Kathy Davies, Managing Director at Stanford Life Design Lab, combines her mechanical engineering and biomechanics background with design thinking to shape lives and products at Stanford. Transitioning from product development to empowering individuals through innovation, Kathy advocates for human-centered design to foster creative confidence, personal growth, and community through teaching and consulting.
3. AI Validation
“Generative AI can create inaccurate information but appears confident that’s convincing for us to believe in. Limiting hallucinations, inaccuracies, and (importantly) misinformation requires thoughtful evaluation of AI-generated information.”
Glenn Kleiman, Senior Advisor, Stanford Accelerator for Learning at Stanford Graduate School of Education
“While AI experts seek to reduce the likelihood of hallucinations and inaccuracies and improve AI outputs in general, we must also address users’ understanding of AI and their expectations for what it will produce. Some people expect AI output can be perfected, but I’m skeptical. I see outputs that are erroneous and limited in quality as being part of the DNA of AI models.
In addition, the danger of AI being intentionally used to deceive and misinform is very real. AI users need to understand these limitations and carefully evaluate information in general since it has become impossible to separate AI-generated from human-generated information.
Unfortunately, the age of AI converges with the age of mistrust, which requires that we all learn to carefully evaluate the reliability and “truthiness” of what we see and hear.”
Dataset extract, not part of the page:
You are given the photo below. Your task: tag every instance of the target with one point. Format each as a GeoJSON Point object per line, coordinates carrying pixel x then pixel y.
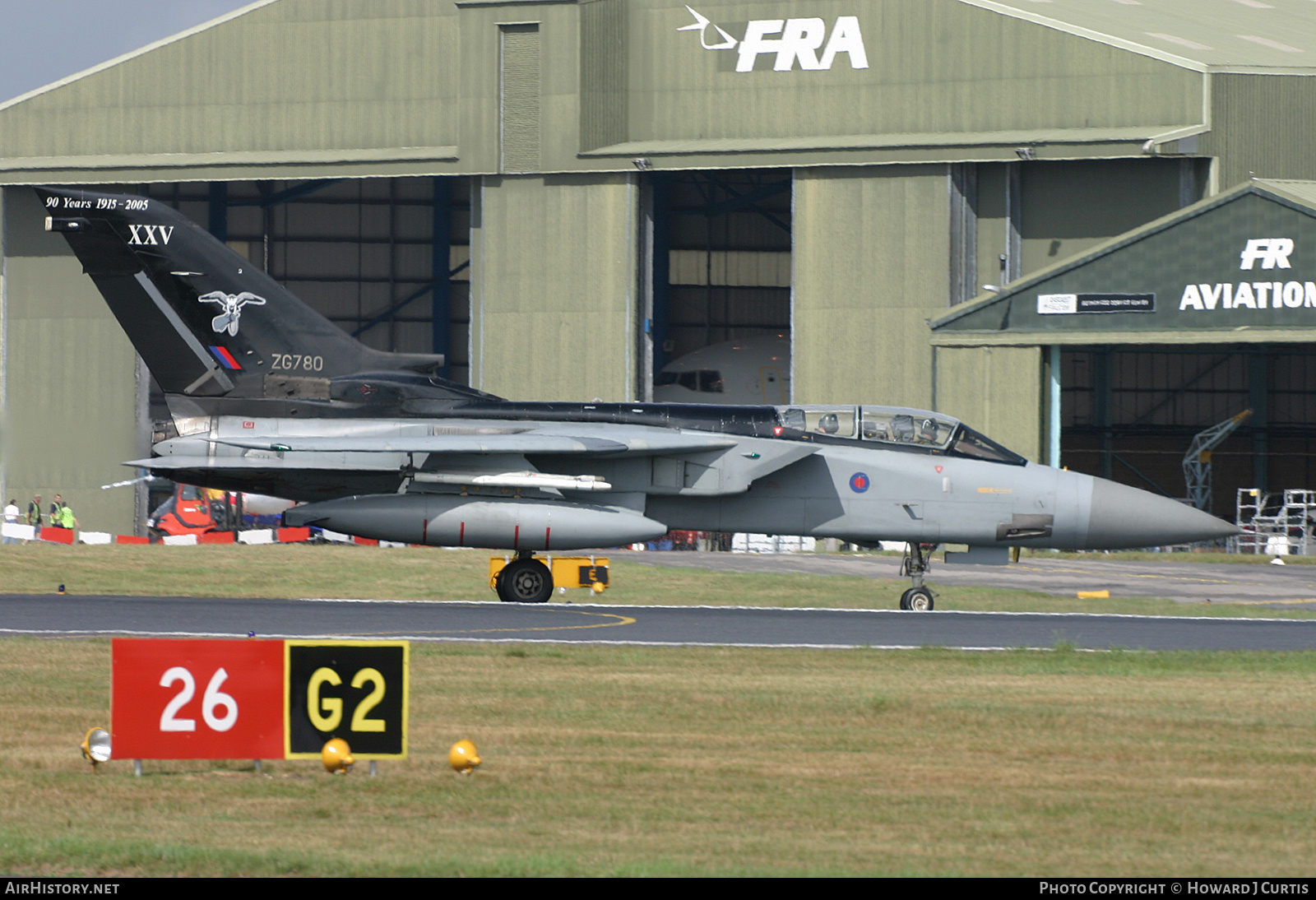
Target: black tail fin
{"type": "Point", "coordinates": [206, 320]}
Taking this guidance from Glenn into account, consider cultivating your AI Validation Skill by:
- Sharing reliable data from high-quality, trustworthy sources with AI tools.
- Fact-checking the accuracy of the information through several sources like the internet, scholarly journals, and search engines.
- Clarifying your objectives with AI to ensure the AI’s output meets your desired outcomes.
Glenn Kleiman is Senior Advisor at Stanford Accelerator for Learning, Stanford Graduate School of Education, with advisory roles at TeachAI and CoSN’s driving K-12 Innovation. Glenn is on the board of North Carolina FIRST Robotics and Cary Academy and consults for NSF, the US Department of Education, WestEd, and more. His work focuses on leveraging AI in education.
Leverage Creative AI Skills to drive innovation
Kathy offers some surprisingly simple advice for taking the first step toward leveraging this powerful combination for good on individual, organizational, and global levels:
“When I was younger, what I was looking for was community and belonging and a purpose — to do the things in the world that matter. I would ask my younger self to consider: ‘How do you make the most of the AI tools available to you, given what you want to accomplish on this planet?’. At the end of the day, AI is just a tool, a tool for a thing you are trying to get done. Take advantage to learn, experiment, and prototype your future with these AI tools.”
We are in the early stage of generative AI and now it’s the time for you to explore the Creative AI Skills and the Creative AI Toolkit, and integrate them as part of your creative workflow to create change in your workplace.